Those. request processing 12 seconds + 5 seconds execution.

We decided to simplify the calculation logic on the Tableau side and move one more part of the calculations to the storefront and the database level. This brought good results.

First, we did the transposition on the fly, did it through full outer join at the final stage of the VIEW calculation, according to this approach described on wiki Transpose - Wikipedia, the free encyclopedia и Elementary matrix - Wikipedia, the free encyclopedia.

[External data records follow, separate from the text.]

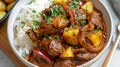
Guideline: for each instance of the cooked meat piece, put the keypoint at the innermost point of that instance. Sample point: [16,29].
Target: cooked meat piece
[80,50]
[39,61]
[48,29]
[59,22]
[32,35]
[86,56]
[79,15]
[96,19]
[38,33]
[63,63]
[53,47]
[90,26]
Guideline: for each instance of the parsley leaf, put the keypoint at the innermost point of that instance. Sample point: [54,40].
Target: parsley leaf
[74,4]
[49,20]
[82,22]
[47,36]
[35,24]
[56,37]
[43,15]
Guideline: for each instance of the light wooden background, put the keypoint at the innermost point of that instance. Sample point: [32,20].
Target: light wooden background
[5,46]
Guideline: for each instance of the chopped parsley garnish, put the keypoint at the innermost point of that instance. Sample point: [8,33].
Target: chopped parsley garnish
[71,26]
[55,11]
[49,20]
[35,24]
[56,37]
[47,36]
[31,1]
[43,15]
[66,30]
[22,22]
[74,4]
[34,11]
[82,22]
[97,30]
[86,7]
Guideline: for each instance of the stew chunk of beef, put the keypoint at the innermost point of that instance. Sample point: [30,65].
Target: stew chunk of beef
[63,63]
[53,47]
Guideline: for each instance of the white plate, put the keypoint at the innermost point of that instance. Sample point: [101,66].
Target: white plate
[11,21]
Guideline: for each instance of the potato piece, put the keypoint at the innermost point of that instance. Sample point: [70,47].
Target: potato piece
[60,1]
[59,22]
[95,38]
[67,53]
[2,14]
[10,6]
[2,6]
[71,36]
[9,1]
[88,7]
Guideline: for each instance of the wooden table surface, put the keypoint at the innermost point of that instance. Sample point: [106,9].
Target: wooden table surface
[5,46]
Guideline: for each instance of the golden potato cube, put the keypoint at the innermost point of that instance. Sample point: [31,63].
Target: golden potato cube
[2,14]
[10,6]
[71,36]
[60,1]
[2,6]
[88,7]
[67,53]
[95,38]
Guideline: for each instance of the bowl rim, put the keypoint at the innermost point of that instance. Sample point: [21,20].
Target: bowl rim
[33,65]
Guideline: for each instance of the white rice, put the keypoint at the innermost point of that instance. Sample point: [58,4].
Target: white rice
[28,13]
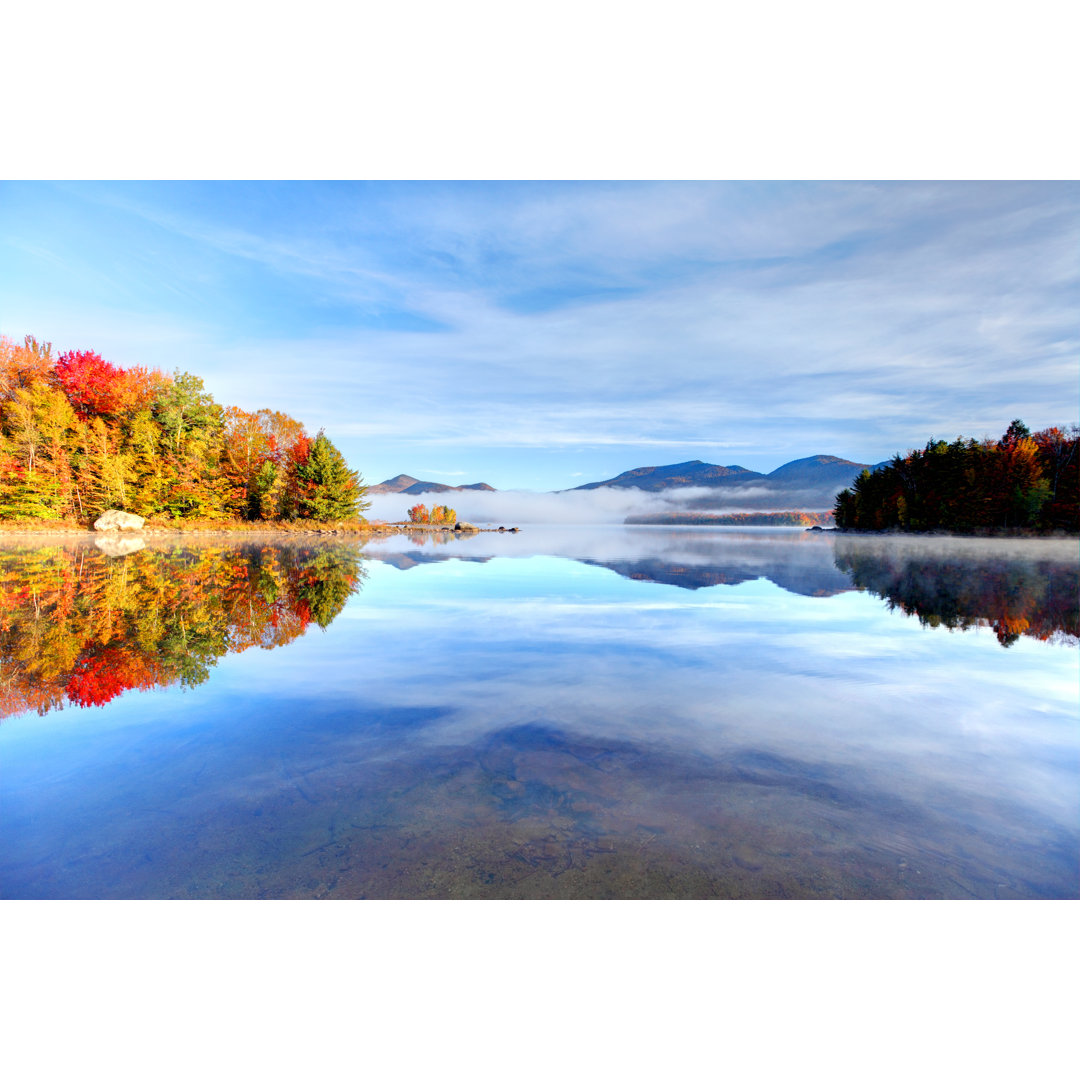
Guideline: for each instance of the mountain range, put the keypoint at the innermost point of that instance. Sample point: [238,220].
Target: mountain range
[797,485]
[403,484]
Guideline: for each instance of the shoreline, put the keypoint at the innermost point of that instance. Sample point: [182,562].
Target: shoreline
[366,530]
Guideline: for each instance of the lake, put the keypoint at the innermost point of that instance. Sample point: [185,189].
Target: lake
[579,712]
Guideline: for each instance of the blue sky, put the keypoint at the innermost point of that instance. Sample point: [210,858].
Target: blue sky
[545,335]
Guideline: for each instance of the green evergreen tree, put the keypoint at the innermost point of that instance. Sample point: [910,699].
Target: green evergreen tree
[329,489]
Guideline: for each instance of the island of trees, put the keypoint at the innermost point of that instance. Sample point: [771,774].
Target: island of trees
[1023,483]
[79,436]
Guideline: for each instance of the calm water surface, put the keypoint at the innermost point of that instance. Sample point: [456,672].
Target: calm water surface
[623,712]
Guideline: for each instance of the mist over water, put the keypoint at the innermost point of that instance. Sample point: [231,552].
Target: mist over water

Tableau in retail, really?

That is, we made a tuning table - a transposition matrix (21x21) and got all the indicators line by line.

It was:
Tableau in retail, really?

After:
Tableau in retail, really?

It takes almost no time to transpose the database itself. The request for all indicators for the week worked out as before in about 10 seconds. But on the other hand, flexibility was lost in terms of building a dashboard according to a specific indicator, i.e. for the right side of the dashboard, where the dynamics and detailed breakdown of a specific indicator are presented, the showcase used to work out in 1-3 seconds, because the query was for one indicator, and now the database always selects all indicators and filters the result before returning the result to Tableau.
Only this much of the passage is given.